Les milieux du cinéma se plaignaient déjà en 2017, à juste titre, de ne pas faire partie du groupe de travail qui planchait sur le projet de loi. La question du streaming est pourtant bien présente dans les échanges entre la branche et la Confédération. L'OFC et l'OFCOM ont parfois donné l'impression de ne pas se parler: l’avant-projet mis en consultation diffère des positions de l’OFC ces derniers mois. Lorsque le chef de la Section cinéma Ivo Kummer a évoqué la question du streaming aux Journées de Soleure 2019, il suggérait que les services de streaming payent un impôt de 4% sur les revenus générés en Suisse.

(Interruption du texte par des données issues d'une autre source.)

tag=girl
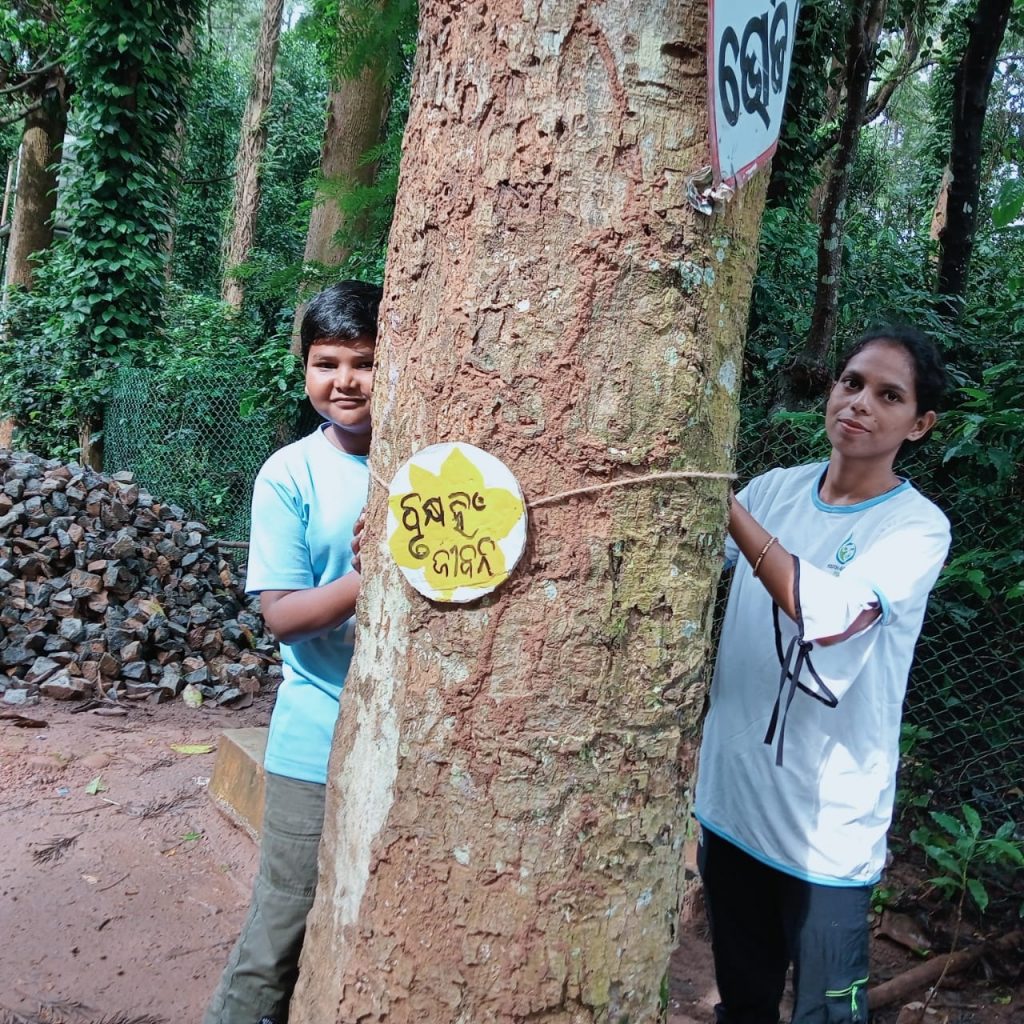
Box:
[695,328,949,1024]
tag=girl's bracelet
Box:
[752,537,778,579]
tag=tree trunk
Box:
[292,68,387,354]
[302,69,387,266]
[221,0,285,309]
[778,0,886,409]
[290,0,766,1024]
[4,93,68,289]
[936,0,1012,313]
[164,25,196,284]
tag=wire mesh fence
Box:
[103,360,292,541]
[104,361,1024,820]
[737,398,1024,827]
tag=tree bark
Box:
[292,68,387,354]
[290,0,766,1024]
[4,88,68,289]
[302,68,387,266]
[779,0,886,409]
[936,0,1012,313]
[221,0,285,308]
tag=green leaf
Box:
[85,775,110,797]
[967,879,988,913]
[961,804,981,839]
[992,178,1024,227]
[931,811,964,839]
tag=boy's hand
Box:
[352,512,367,572]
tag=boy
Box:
[204,281,381,1024]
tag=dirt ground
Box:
[0,695,1024,1024]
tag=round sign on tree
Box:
[387,441,526,604]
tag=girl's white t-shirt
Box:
[694,463,949,886]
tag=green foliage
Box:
[63,0,200,385]
[315,35,416,285]
[0,245,105,459]
[104,289,303,538]
[910,804,1024,913]
[298,0,418,89]
[173,40,248,296]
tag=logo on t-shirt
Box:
[828,535,857,575]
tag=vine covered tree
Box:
[221,0,285,308]
[290,0,765,1024]
[0,0,70,289]
[936,0,1012,311]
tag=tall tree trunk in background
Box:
[290,0,766,1024]
[302,68,387,266]
[779,0,886,409]
[164,26,196,283]
[4,89,68,289]
[292,68,387,354]
[936,0,1012,313]
[220,0,285,308]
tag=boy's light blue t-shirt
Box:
[246,427,370,782]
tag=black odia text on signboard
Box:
[718,0,790,128]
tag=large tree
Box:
[221,0,285,307]
[936,0,1012,312]
[779,0,886,409]
[290,0,765,1024]
[0,0,69,288]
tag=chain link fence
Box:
[103,360,292,541]
[104,361,1024,821]
[737,396,1024,833]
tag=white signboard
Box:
[708,0,799,187]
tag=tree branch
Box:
[0,60,60,96]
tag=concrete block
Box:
[207,728,267,842]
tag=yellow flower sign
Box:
[387,442,526,603]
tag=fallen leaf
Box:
[85,775,110,797]
[181,683,203,708]
[0,712,47,729]
[171,743,213,754]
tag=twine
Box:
[369,466,738,509]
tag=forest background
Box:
[0,0,1024,929]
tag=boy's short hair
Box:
[299,281,382,366]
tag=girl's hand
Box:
[352,510,367,573]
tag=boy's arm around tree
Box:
[245,473,360,645]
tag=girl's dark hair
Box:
[837,324,949,414]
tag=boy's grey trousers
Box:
[203,772,327,1024]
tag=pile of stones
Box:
[0,449,280,707]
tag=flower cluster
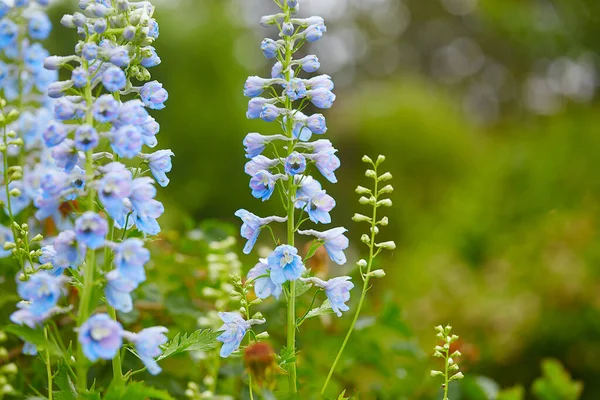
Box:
[224,0,353,391]
[6,0,173,390]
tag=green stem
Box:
[77,55,96,396]
[44,327,53,400]
[321,165,378,395]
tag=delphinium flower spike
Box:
[431,325,465,400]
[225,0,353,394]
[25,0,173,394]
[321,155,396,395]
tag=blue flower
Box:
[306,190,335,224]
[17,271,65,316]
[71,67,88,88]
[306,88,336,108]
[52,139,79,172]
[78,314,123,362]
[102,67,127,92]
[140,81,169,110]
[260,39,279,59]
[267,244,306,285]
[75,124,100,151]
[217,312,250,358]
[298,55,321,72]
[306,276,354,317]
[75,211,108,250]
[244,154,279,176]
[110,125,143,158]
[298,228,349,265]
[235,209,287,254]
[127,326,169,375]
[250,170,280,201]
[248,259,283,299]
[114,238,150,284]
[285,151,306,176]
[104,269,138,313]
[142,150,175,187]
[307,148,341,183]
[92,94,119,124]
[28,11,52,40]
[244,133,289,158]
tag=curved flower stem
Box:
[321,165,379,395]
[77,55,96,396]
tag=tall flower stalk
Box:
[5,0,173,396]
[218,0,354,393]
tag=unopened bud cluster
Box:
[352,155,396,279]
[431,325,465,400]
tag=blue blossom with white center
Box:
[235,209,287,254]
[306,276,354,317]
[142,150,175,187]
[248,259,283,299]
[217,312,250,358]
[267,244,306,285]
[298,228,349,265]
[306,190,335,224]
[127,326,169,375]
[78,314,123,361]
[285,151,306,176]
[75,211,108,250]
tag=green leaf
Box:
[305,299,333,319]
[2,325,64,357]
[104,382,175,400]
[157,329,220,361]
[304,240,323,261]
[532,359,583,400]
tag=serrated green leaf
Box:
[104,382,174,400]
[305,299,333,319]
[157,329,220,361]
[2,325,64,357]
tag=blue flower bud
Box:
[285,151,306,176]
[260,39,279,59]
[75,125,100,151]
[92,94,119,124]
[102,67,127,92]
[123,25,136,40]
[298,55,321,72]
[140,81,169,110]
[71,67,88,88]
[42,121,67,147]
[109,46,131,67]
[28,11,52,40]
[281,22,294,36]
[306,88,336,108]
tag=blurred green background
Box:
[49,0,600,399]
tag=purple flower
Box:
[306,190,335,224]
[78,314,123,362]
[110,125,143,158]
[307,276,354,317]
[217,312,250,358]
[140,81,169,110]
[285,151,306,176]
[248,259,283,299]
[235,209,287,254]
[127,326,169,375]
[92,94,119,124]
[267,244,306,285]
[298,228,349,265]
[102,67,127,92]
[306,88,336,108]
[75,211,108,250]
[75,124,100,151]
[142,150,175,187]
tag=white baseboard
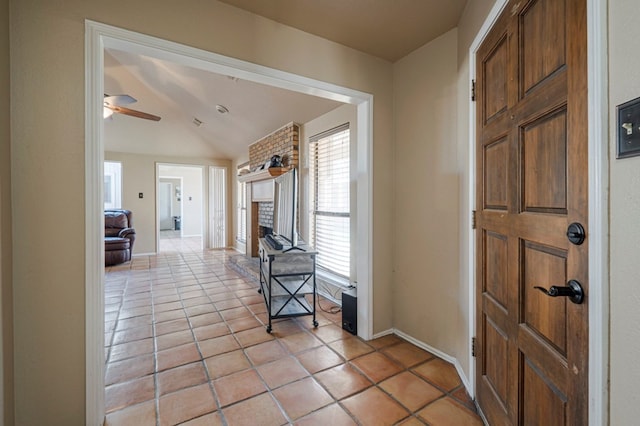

Ce chiffre représente le double de ce que l’Europe a mis en place et, à l’heure actuelle, est totalement absent du projet de loi de l’OFCOM. Oliver Gerber de l’OFCOM précise pourtant :« Le processus fédéral pour les projets de loi prévoit de toute façon une consultation des offices. » Résultat: la mesure est présente dans le projet de Message culture.

Une préoccupation revient dans l’argumentaire de tous les acteurs de la branche audiovisuelle :la compatibilité du projet avec la directive européenne. « Pour l’instant, le projet de loi ne prévoit pas de compatibilité absolue avec la directive européenne, répond Oliver Gerber, ce qui ne veut pas dire qu’on ne le discute pas. » Toute négociation avec l’Europe est en ce moment difficile à cause de l’état général des relations de la Suisse avec l’Union européenne autour de l’accord-cadre. Cette absence d’équivalence ne facilitera pas la reprise des négociations sur une possible participation de la Suisse au programme Europe créative, successeur de MEDIA.

La procédure de consultation est maintenant close, les 253 prises de position doivent être évaluées par l’Office de la communication, qui ne laisse rien filtrer avant les annonces officielles. Le changement de gouvernement a freiné le processus, mais le Conseil fédéral devrait s’exprimer d’ici à la fin de l’année. Même si les choses avancent, il reste du travail et ceux qui espèrent une riposte politique à Netflix et aux GAFA doivent s'armer de patience.